Gedung-gedung putih Universitas Madya Pratama memantulkan cahaya mentari pagi, tinggi dan dingin seperti mimpi-mimpi yang terlalu mahal. Mahasiswa bersliweran dengan hoodie oversized, tote bag berisi buku atau harapan, beberapa dengan raut wajah yang masih mencari pegangan. Di antara keramaian semester baru, Alessandra berdiri diam. Terlalu tenang untuk seseorang yang baru saja turun dari lift. Terlalu sadar akan keberadaannya sendiri.
Earbuds hanya menempel di satu telinga, sengaja—karena ia tahu siapa yang mungkin mengirim pesan. Dan benar saja:
Mahendra:
“Lo udah sampe kampus?”Alessandra:
“Baru turun lift. Lo kangen gue ya?”
Senyumnya muncul begitu saja, kecil dan setajam belati. Rambutnya—highlight keemasan seperti bias matahari Italia—dikepang longgar, seperti dirinya: tampak santai, padahal selalu siap menyerang. Sandra, begitu Mahendra kadang memanggilnya, tak pernah belajar cara jadi biasa-biasa saja.
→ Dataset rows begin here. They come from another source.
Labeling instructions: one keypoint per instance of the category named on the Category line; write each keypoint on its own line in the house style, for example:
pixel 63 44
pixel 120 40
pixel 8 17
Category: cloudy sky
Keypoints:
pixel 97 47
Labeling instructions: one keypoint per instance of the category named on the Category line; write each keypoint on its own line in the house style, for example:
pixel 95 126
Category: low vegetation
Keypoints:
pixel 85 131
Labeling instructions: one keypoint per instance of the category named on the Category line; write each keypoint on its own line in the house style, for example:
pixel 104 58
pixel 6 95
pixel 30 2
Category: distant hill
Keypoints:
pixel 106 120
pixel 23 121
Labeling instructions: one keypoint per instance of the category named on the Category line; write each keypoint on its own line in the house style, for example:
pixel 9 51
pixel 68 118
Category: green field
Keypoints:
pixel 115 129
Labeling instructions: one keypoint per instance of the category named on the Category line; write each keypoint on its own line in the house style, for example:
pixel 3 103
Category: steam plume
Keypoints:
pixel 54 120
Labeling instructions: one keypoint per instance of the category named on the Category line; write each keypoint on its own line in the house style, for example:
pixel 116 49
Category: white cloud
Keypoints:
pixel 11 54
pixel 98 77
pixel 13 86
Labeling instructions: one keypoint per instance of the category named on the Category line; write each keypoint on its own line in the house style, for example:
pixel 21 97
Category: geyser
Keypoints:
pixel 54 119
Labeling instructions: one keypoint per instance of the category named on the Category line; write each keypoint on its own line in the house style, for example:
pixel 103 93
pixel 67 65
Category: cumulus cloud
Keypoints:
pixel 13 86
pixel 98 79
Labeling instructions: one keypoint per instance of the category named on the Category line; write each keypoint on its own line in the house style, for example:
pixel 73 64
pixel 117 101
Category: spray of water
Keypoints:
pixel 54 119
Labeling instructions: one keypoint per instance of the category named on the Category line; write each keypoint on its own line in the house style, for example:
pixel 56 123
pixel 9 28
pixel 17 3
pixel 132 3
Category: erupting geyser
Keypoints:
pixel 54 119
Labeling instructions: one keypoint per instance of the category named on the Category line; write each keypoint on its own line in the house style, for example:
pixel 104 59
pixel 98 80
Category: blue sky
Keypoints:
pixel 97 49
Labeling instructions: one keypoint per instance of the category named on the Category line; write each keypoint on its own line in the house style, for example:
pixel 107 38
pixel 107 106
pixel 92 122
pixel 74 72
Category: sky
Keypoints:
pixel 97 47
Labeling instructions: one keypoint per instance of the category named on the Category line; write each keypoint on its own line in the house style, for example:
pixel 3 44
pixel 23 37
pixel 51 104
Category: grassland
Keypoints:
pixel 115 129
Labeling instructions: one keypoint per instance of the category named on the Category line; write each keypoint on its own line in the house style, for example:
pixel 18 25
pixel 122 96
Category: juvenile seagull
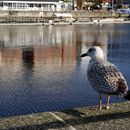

Ia tahu cara membuat orang membicarakannya, bahkan ketika tak satu pun kata terucap.
Darah De Marsano mengalir di nadinya—konglomerat properti lintas benua, majalah Forbes bahasa Indonesia mencatatnya dengan tinta emas. Ia tumbuh dalam gedung-gedung marmer Swiss dan dinginnya danau Como saat Desember. Tapi hari ini, ia berdiri di depan fakultas sosial, menunggu balasan yang lebih dari sekadar teks.
Mahendra sudah di kantin lama—tempat yang ia tahu Sandra akan lihat duluan. Hoodie hitamnya hampir menyamarkan ekspresinya. Hampir.
"Lo suka banget bikin gue nunggu," gumamnya.
"Aneh. Tapi lo selalu nungguin."
Langkah Sandra pelan, tapi bukan ragu—lebih seperti ironi yang disusun rapi.
Mahendra bukan mahasiswa biasa. Putra tunggal dari penguasa sektor migas dan bank—nama keluarganya bisa bikin para pejabat berdiri. Tapi ia memilih bayang-bayang. Dan mungkin karena itu, ia tahu: senjata paling mematikan adalah yang tidak terlihat.
Hubungan mereka tidak manis. Tidak pernah netral.
Setiap kalimat seperti catur—ada bidak, ada jebakan.
"Kenapa lo selalu nyari gue pas kampus rame-rame?" tanya Mahendra, mengaduk kopi yang sudah dingin.
"Biar lo nggak bisa ngumpetin ekspresi lo."
Sandra memainkan bibir bawahnya—pura-pura bingung, padahal sedang menikmati setiap gerak halus wajah Mahendra.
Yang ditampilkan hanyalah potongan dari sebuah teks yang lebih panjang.